The temperature is twelve degrees outside, I have a social psychology class in ten minutes whose reading I have not done, and I slept through Arabic class this morning. And this is mid-term week. I don’t need to smile and sing kumbaya when I get cold-called. I need a solid kick in the butt. Now that’s a prescription that makes good, common sense.
i’m curious: how is it that a celebration of life means ignoring the inevitability of death? is it not, instead, that “positive thinking” means to be positive, always, in the moment and about the moment, be it life or death?
to relate it to our lives as Muslims, are we not supposed to strive to *not* fall into a cycle of despair or depression: but to be in a state of positivity always, through thankfulness and through patience; to always say “alhamdulillah”?
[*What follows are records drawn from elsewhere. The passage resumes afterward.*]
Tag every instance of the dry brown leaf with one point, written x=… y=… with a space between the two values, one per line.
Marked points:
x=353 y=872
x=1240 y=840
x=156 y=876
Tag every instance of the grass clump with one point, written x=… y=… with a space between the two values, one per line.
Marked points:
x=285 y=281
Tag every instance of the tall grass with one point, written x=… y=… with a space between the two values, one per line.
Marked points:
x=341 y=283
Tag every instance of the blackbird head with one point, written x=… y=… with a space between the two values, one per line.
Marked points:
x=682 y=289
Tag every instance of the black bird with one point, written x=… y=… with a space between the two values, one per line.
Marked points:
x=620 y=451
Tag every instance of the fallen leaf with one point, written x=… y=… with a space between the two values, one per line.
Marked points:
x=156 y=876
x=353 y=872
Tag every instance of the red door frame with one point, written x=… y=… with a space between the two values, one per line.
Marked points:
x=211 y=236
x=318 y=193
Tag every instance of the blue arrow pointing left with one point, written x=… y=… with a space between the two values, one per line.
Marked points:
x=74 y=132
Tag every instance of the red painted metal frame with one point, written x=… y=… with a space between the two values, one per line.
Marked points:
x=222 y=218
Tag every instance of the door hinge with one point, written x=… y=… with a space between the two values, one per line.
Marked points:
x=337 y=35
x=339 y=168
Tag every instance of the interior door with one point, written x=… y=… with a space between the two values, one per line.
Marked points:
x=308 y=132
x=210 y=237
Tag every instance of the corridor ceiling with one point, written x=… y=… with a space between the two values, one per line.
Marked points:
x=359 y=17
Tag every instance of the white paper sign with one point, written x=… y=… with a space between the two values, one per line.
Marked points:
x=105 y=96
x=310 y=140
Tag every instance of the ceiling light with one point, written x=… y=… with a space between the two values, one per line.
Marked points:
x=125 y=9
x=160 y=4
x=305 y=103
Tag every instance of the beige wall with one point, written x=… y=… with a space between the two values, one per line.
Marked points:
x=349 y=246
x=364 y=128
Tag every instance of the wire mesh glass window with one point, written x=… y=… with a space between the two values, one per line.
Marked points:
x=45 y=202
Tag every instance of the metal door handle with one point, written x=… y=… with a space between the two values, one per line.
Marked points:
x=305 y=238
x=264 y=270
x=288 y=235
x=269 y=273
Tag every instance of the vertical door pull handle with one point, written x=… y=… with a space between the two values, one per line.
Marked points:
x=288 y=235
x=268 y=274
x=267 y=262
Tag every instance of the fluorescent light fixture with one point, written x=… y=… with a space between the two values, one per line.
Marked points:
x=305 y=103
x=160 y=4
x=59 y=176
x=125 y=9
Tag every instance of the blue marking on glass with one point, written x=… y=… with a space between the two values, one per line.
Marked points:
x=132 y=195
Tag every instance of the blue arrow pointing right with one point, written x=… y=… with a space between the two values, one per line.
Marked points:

you quote a variety of writers and philosophers to make your point but i’d be curious to know how you’d support your argument using the teachings of Islam . . . :)
-s.
I don’t think the Cult of Positivity is celebrating life – fearful of death, sure – but not necessarily celebrating life. If life is to be lived through a spectrum of experiences and emotional states, then we have to accept that there is a proper time and place for sorrow as well as elation. Islam, for example, allows for three days of mourning after someone’s death. The Cult of Positivity would, conversely, consider the death a positive growth experience to be learned from with a grin and some Enya.
The Cult of Positivity equates a positive attitude with happiness – i.e. the way to reach happiness is simply to think happy thoughts. We need to accept failure as failure, and then learn from it; acknowledge that anger and melancholy are human reactions, and then seek to overcome them; and finally, sit back plenty and just contemplate our place in this world.
And for not using enough Islamic sources to make my point, ah well, I fear I am not knowledgeable enough… but do accept your suggestion. Jazakallah.